Vorige week was ik op bezoek bij de Groningse filosoof Lolle Nauta. Hij vertelde me een verhaal over zijn voormalige Duitse leermeester Helmut Plessner. Op de vlucht voor Hitler was de socioloog-filosoof berooid en wel in Groningen beland en vroeg daar aan een bevriende bioloog of deze niet een baantje voor hem wist. De bioloog had zojuist van de universiteit geld gekregen om twee te onderzoeken orang-oetans te kopen. Hij legde aan de universiteit voor of hij niet één zo'n aap kon ruilen tegen een leerstoel voor Plessner. Dat mocht. «En het mooie was», zei Nauta, «Plessner was nog goedkoper ook.»

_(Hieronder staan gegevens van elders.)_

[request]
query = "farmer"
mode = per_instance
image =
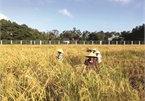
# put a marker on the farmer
(98, 54)
(94, 50)
(60, 52)
(91, 62)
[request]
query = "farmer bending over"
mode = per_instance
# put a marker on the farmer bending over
(60, 56)
(91, 62)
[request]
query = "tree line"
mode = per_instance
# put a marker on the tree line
(13, 31)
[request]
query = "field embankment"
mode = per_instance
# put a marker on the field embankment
(32, 73)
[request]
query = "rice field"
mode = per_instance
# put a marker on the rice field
(33, 73)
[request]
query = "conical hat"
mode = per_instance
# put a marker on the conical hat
(98, 52)
(91, 55)
(60, 50)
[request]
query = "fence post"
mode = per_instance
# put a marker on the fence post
(21, 42)
(40, 42)
(49, 42)
(108, 42)
(11, 42)
(76, 42)
(84, 42)
(58, 42)
(100, 42)
(131, 42)
(124, 42)
(92, 42)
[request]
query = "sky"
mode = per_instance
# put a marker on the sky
(90, 15)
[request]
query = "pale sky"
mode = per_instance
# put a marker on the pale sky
(91, 15)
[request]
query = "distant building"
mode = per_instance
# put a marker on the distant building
(66, 40)
(110, 39)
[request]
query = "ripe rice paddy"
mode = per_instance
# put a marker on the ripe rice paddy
(32, 73)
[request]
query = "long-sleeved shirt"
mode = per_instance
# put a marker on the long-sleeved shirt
(60, 57)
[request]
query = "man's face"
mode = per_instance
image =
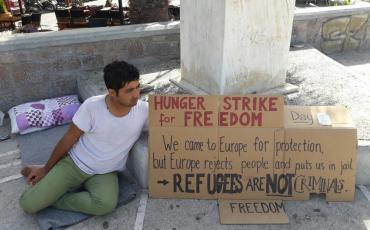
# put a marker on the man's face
(128, 95)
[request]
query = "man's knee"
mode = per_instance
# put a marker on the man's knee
(28, 205)
(104, 206)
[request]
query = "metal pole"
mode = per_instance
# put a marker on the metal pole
(120, 11)
(20, 6)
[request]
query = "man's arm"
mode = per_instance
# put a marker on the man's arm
(35, 173)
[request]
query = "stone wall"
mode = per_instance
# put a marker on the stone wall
(333, 29)
(38, 66)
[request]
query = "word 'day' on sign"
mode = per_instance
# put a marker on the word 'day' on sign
(252, 212)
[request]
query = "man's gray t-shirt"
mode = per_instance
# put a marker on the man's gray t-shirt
(107, 139)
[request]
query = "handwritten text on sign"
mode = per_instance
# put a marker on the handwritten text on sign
(205, 159)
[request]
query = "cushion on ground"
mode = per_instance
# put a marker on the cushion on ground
(40, 115)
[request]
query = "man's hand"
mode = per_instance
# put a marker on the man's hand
(34, 173)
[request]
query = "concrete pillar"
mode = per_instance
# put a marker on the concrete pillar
(235, 46)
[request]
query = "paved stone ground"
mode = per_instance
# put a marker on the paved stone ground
(179, 214)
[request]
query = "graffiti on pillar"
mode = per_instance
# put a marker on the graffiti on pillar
(343, 33)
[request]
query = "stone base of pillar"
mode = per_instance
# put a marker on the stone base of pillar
(284, 89)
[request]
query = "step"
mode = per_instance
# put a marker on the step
(324, 81)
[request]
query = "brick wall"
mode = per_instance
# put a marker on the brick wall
(48, 68)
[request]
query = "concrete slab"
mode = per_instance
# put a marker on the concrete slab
(122, 218)
(11, 215)
(357, 61)
(323, 81)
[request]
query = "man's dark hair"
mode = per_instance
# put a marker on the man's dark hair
(118, 73)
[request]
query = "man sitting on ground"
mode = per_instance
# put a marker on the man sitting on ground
(93, 149)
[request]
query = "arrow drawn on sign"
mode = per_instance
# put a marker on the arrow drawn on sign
(164, 182)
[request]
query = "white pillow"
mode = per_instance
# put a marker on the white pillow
(40, 115)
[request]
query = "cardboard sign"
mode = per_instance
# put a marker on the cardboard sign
(252, 212)
(248, 147)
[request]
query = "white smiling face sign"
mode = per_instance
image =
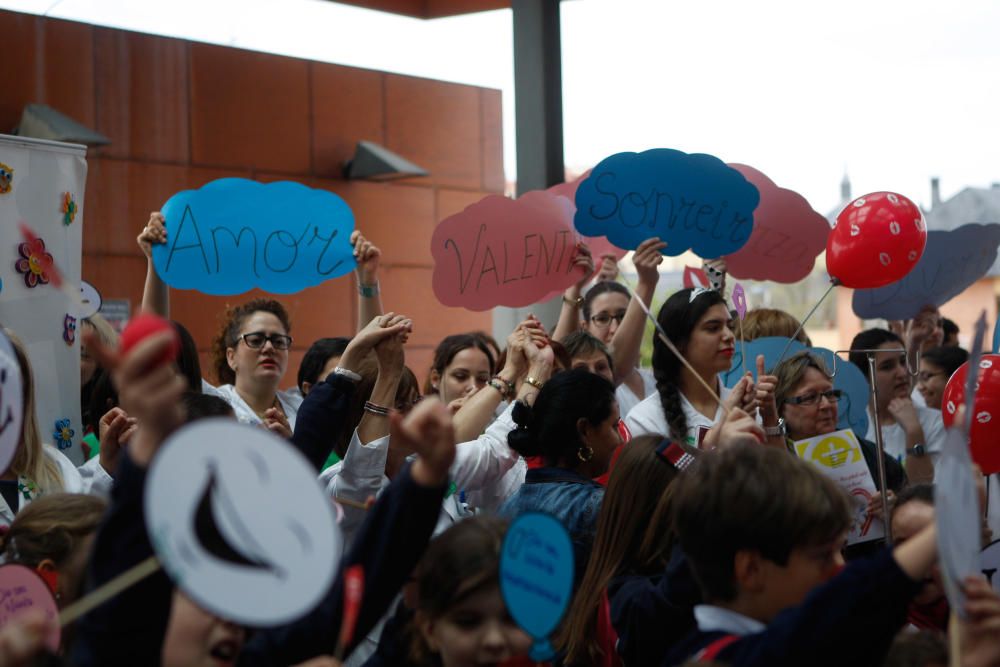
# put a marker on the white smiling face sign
(240, 523)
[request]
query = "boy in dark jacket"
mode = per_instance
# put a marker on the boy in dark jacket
(763, 532)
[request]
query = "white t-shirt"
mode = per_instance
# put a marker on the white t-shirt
(648, 417)
(289, 400)
(894, 438)
(627, 398)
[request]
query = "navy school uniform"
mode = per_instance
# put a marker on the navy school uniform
(849, 620)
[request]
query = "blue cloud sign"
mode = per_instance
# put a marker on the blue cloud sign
(952, 261)
(536, 577)
(692, 202)
(233, 235)
(852, 411)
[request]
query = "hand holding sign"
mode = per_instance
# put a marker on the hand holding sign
(536, 577)
(233, 234)
(787, 234)
(504, 252)
(690, 201)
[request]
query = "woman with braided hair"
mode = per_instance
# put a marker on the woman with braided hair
(697, 322)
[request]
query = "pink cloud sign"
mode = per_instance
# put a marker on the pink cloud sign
(505, 252)
(23, 590)
(787, 234)
(599, 246)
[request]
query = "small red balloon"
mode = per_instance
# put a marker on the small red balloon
(984, 432)
(144, 325)
(877, 240)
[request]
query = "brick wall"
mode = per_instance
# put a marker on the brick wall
(180, 114)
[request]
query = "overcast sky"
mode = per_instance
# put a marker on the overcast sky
(894, 91)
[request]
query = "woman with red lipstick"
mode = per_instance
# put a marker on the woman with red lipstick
(912, 434)
(251, 355)
(697, 322)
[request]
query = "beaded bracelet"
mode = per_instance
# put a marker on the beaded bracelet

Deze banenruil roept niet alleen vragen op als: eten sociologen minder bananen? Of: maken gorilla’s bureaukosten? Maar ook: kun je PvdA-bestuurders vergelijken met orang-oetans? De Amsterdamse wethouder Jaap van der Aa wordt ervan beschuldigd een baantje te begeren bij een consultantsbedrijf, terwijl hij met hen in onderhandeling was over een kostbaar project — de banenmarkt om Amsterdamse bijstandsgerechtigden weer aan werk te helpen. «Laster», is het commentaar van Van der Aa, die alles ontkent. Zijn reactie is begrijpelijk. Hij laadt in zo'n geval als politicus al snel de verdenking op zich zijn werk expres niet goed te doen. Want met het oog op een nieuwe baan als consultant moet er natuurlijk wel wat te adviseren overblijven. Van een goed functionerende banenmarkt wordt een trouble shooter geen cent wijzer. Bovendien geeft elke politicus die overstapt naar de advies wereld weer een vrolijke draai aan een al jaren jengelend muziekdoosje. Dat speelt het overbekende wijsje dat de politiek krachteloos is en niets meer voor elkaar krijgt. Het bevestigen van die zwakke rol van de politiek is juist voor PvdA'ers in verkiezingstijd niet slim. Lijsttrekker en kandidaat-premier Ad Melkert voert tenslotte campagne als baas van de publieke zaak.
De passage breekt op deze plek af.